Steven Soderbergh's The Underneath is based on a novel entitled Criss Cross. The book was previously made into a film in 1948 by German emigre director Robert Siodmak. In its own way, The Underneath attempts to deal with some of the same territory which Terry Zwigoff in Crumb either set out to treat or stumbled upon: destructive family relationships, the sordid side of middle class American life, the moral failure of a society.

Michael Chambers (Peter Gallagher) returns to Austin, Texas for his mother's wedding. We learn that he left the city, and ran out on his girl friend Rachel (Alison Elliott), after building up substantial gambling debts. He tries to take up again with Rachel, who is by now attached to a violent thug.

Through his new stepfather, Michael obtains a job as an armored car driver. His efforts to win Rachel back are thwarted in part by his disapproving brother, a police officer. The denouement of the film involves an armed robbery, organized by Michael, Rachel and her now husband, with the inevitable crossing and double-crossing which follow it.

There are some very good things in the film. Michael's character is well-drawn: lazy, self-absorbed, addicted to the least line of resistance. The relationship between him and his brother, a ramrod-stiff cop barely able to repress his bottled-up emotions, is an interesting one. Soderbergh (sex, lies, and videotape, Kafka), only 32, is perceptive when it comes to the banality and self-deception of petty-bourgeois existence.

American (and foreign) filmmakers return time and again to the Hollywood films of the late 1940s, the so-called film noir (dark film), with generally negative results. Partly, this propensity for remakes is due to a lack of ideas.
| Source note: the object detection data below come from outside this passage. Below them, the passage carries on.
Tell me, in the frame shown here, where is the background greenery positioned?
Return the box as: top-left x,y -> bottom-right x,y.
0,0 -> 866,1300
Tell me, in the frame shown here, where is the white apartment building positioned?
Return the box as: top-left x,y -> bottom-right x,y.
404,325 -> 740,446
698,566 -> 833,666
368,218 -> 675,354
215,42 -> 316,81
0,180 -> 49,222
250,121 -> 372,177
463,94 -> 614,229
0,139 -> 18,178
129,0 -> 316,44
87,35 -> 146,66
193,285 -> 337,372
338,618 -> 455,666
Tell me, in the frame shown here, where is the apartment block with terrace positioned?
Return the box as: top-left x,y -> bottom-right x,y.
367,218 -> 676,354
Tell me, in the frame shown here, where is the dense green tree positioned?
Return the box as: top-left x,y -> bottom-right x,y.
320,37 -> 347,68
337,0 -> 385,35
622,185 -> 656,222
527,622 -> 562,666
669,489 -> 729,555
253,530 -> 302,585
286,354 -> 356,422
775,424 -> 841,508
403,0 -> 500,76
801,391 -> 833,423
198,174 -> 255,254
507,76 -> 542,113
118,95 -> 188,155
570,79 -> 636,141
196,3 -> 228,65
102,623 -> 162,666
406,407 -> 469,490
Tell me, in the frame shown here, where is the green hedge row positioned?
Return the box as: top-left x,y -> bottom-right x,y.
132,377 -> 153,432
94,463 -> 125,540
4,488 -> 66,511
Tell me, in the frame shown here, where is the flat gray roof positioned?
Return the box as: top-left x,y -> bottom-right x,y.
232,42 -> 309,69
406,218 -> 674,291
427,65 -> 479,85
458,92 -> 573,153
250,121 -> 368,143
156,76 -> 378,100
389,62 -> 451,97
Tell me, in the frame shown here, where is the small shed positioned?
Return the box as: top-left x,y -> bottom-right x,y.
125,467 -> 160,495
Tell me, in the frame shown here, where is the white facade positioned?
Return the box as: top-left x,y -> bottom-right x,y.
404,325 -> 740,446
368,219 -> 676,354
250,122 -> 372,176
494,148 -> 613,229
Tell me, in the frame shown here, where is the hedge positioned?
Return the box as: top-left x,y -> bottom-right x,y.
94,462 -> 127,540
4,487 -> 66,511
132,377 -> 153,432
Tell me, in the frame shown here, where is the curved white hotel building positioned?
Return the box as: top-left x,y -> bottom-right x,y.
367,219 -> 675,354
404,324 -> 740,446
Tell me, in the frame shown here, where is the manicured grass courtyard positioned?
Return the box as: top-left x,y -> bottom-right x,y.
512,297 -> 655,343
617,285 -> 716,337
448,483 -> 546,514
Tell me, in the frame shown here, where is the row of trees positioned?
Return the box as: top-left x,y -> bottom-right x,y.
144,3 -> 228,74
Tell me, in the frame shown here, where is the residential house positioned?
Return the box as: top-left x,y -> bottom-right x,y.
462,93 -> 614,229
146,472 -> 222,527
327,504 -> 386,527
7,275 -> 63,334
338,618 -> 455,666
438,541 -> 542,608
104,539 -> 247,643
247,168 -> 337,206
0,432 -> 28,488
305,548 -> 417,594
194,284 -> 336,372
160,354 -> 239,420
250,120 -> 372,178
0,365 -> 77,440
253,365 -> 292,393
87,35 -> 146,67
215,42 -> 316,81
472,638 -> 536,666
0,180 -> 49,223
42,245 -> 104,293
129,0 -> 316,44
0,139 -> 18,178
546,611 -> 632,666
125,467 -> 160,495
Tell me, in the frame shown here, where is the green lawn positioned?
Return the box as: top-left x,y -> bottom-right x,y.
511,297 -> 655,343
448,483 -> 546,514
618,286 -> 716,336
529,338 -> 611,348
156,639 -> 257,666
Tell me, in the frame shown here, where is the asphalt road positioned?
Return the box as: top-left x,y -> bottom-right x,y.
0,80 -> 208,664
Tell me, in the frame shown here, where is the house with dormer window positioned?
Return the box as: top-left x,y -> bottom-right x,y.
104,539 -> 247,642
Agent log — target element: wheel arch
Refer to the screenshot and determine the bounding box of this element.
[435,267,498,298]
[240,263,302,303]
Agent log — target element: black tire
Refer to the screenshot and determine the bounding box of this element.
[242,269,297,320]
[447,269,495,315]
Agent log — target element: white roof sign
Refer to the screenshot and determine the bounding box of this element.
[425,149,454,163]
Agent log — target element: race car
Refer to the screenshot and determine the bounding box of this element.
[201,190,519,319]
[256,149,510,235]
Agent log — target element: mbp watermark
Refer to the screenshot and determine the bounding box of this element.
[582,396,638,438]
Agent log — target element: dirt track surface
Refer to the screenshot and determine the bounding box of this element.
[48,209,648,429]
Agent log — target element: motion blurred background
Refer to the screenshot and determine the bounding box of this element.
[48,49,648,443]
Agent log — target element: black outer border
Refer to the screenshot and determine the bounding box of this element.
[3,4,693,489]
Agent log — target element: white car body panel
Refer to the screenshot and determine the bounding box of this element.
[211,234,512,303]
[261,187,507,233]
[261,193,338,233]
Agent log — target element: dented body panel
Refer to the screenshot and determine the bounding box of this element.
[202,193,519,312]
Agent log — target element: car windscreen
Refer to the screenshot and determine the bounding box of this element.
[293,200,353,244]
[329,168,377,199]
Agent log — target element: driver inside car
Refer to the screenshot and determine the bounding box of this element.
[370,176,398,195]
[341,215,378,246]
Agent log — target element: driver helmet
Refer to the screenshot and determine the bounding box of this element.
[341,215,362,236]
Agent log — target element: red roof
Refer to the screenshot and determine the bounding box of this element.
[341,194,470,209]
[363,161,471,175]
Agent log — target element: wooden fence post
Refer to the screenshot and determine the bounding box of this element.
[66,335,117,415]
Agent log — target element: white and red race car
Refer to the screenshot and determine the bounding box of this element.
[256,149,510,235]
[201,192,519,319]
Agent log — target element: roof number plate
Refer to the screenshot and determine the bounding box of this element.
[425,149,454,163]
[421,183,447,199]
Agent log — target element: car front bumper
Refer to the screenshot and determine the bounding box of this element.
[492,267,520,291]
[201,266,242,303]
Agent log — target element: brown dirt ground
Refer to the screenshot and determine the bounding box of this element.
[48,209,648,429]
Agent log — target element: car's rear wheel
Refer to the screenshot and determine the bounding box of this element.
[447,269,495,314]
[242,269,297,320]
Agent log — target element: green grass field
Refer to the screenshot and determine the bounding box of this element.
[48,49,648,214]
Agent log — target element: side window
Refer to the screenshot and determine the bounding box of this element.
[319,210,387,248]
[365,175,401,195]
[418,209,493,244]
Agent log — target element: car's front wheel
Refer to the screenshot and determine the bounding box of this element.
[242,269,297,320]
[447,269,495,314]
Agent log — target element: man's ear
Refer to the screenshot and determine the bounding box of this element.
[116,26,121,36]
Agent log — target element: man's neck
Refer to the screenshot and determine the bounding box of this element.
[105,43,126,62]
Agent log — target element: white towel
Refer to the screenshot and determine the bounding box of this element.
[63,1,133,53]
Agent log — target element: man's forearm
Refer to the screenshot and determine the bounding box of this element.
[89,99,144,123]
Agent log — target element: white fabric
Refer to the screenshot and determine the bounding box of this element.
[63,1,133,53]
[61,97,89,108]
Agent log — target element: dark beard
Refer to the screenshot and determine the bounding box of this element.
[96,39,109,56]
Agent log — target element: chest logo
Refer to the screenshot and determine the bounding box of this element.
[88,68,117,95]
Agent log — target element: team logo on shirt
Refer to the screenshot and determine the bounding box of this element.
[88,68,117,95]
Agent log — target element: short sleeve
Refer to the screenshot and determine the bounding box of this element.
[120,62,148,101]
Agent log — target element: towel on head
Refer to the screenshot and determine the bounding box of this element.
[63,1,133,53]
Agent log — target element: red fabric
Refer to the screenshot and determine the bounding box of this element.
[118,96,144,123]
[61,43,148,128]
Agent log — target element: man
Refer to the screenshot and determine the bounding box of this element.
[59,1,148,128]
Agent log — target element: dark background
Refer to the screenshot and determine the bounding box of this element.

If it were prevented by law from recycling old films and television programs, the movie industry would simply close up shop.

There are writers and directors, however, who are attracted to the films of the 1940s because of certain qualities -- bleakness, unsentimentality, even nihilism -- which must seem to them genuinely applicable to the present situation. But even in these cases, it is a very rare filmmaker who does anything more than attempt to imitate the surface of those earlier films.

Soderbergh makes a serious effort to fill the form with a modern content, to recast it in the light of the experiences of the 1980s and 1990s, but, in the end, he falls short. More than anything else, his script proves his downfall.

The film's final section retains a version of the original ending: the protagonist participates in a dangerous crime which he hopes will provide him the cash and the opportunity to make a getaway with his former love. This strikes one as false.

The characters (and the actors who portrayed them) in the 1948 film had emerged from the intense events of the Depression and the Second World War. Under those circumstances, it was dramatically believable for even a small-time hoodlum to take death-defying risks for the sake of a great passion.

An armed robbery requires a certain kind of courage or at least desperation. There is nothing about Michael or about his relationship with Rachel which suggests that he would hazard everything in this fashion. It would have been far more convincing if Michael had become embroiled in the operation of a savings and loan or in some wretched real estate speculation.

Its weaknesses notwithstanding, The Underneath is worth seeing. It's one of the few contemporary American films which shows signs of thought having gone into it. In the last few minutes of the film Soderbergh, with whatever degree of consciousness, makes a telling point. In the process of double-crossing Michael, Rachel tells him that she has learned from his previous behavior the value of walking away and 'being absent.' With that, she takes off. But we immediately discover that the big shot, who has manipulated everything behind the scenes, is in a position -- after Michael, Rachel and her husband have finished mindlessly betraying one another -- to reap all the benefits. Not a bad ending, and one worth pondering.